I would like to create a user who can only do one thing: via ssh specify a script ( and commandline arguments to the script ) that resides in one particular folder
( for the purposes of this question let us call it
/local/remote_only_scripts/foo ) and have that script execute and return it's output.
To be clear some examples of things I do not want the user to be able to do:
- Locally log in to the account.
The login application is
/bin/login. It is not a script in the
/local/remote_only_scripts/foofolder, so should not be called by the user.
- Remotely log in to the account. Again login ( is that what is called by ssh? ) is not a script in the relevant folder.
- List the contents of the directory. ls is in
/bin/ls. It is not a script in the appropriate directory.
- Edit a file in that directory. emacs, vi, gedit most other editors are not scripts in that directoy.
- View the contents of a file in that directory.
- Execute a file in that directory that he does not have permission to execute.

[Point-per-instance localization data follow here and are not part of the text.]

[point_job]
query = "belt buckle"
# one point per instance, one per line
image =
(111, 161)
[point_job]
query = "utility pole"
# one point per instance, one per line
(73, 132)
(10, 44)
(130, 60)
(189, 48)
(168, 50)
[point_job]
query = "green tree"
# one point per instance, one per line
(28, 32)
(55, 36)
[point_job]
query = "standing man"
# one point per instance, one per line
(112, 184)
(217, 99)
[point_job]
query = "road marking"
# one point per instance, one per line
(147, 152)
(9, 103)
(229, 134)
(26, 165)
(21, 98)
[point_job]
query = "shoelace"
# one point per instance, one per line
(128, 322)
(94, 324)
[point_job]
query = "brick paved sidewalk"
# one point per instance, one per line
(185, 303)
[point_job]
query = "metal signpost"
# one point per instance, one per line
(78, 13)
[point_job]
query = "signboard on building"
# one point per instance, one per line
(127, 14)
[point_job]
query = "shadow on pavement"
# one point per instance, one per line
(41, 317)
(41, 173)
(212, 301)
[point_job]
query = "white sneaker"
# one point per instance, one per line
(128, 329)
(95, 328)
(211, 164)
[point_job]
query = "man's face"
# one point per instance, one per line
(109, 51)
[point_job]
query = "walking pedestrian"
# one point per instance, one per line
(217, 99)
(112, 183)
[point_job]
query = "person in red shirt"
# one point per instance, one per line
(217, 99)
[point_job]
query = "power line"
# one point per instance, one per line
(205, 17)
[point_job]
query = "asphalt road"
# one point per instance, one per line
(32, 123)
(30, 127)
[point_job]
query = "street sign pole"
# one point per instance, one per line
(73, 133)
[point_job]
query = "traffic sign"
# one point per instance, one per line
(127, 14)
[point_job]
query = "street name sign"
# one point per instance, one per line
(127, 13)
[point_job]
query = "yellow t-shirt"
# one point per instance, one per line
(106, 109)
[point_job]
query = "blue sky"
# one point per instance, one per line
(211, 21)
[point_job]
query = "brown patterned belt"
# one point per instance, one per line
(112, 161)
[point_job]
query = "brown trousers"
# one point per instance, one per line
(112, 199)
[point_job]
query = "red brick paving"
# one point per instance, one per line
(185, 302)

Note that these are examples there are many other actions which I do not want the user to be able to do. In considering an action, ask "is this being done by a script in
/local/remote_only_scripts/foo?" if the answer is no the user should not be able to do it. If the answer is yes then the user should be able to do it.
PS: Let me clarify what I mean by "adding a user". I do not mean adding a user to some ssh subsystem. Rather I mean adding a user to the computer system. So, for example, I have a system running debian stable, call it by it's address, www.hg.bar.com. I want to add a user ( via kuser, users-admin or useradd or some similar way ) call him hg_guest. hg_guest cannot login locally or do any of the things in the above list. All hg_guest can do is execute scripts "remotely". I said he should be able to do so via ssh, but thinking about it now, maybe allowing him to use ssh may allow him to login in locally, so some other mechanism may be required.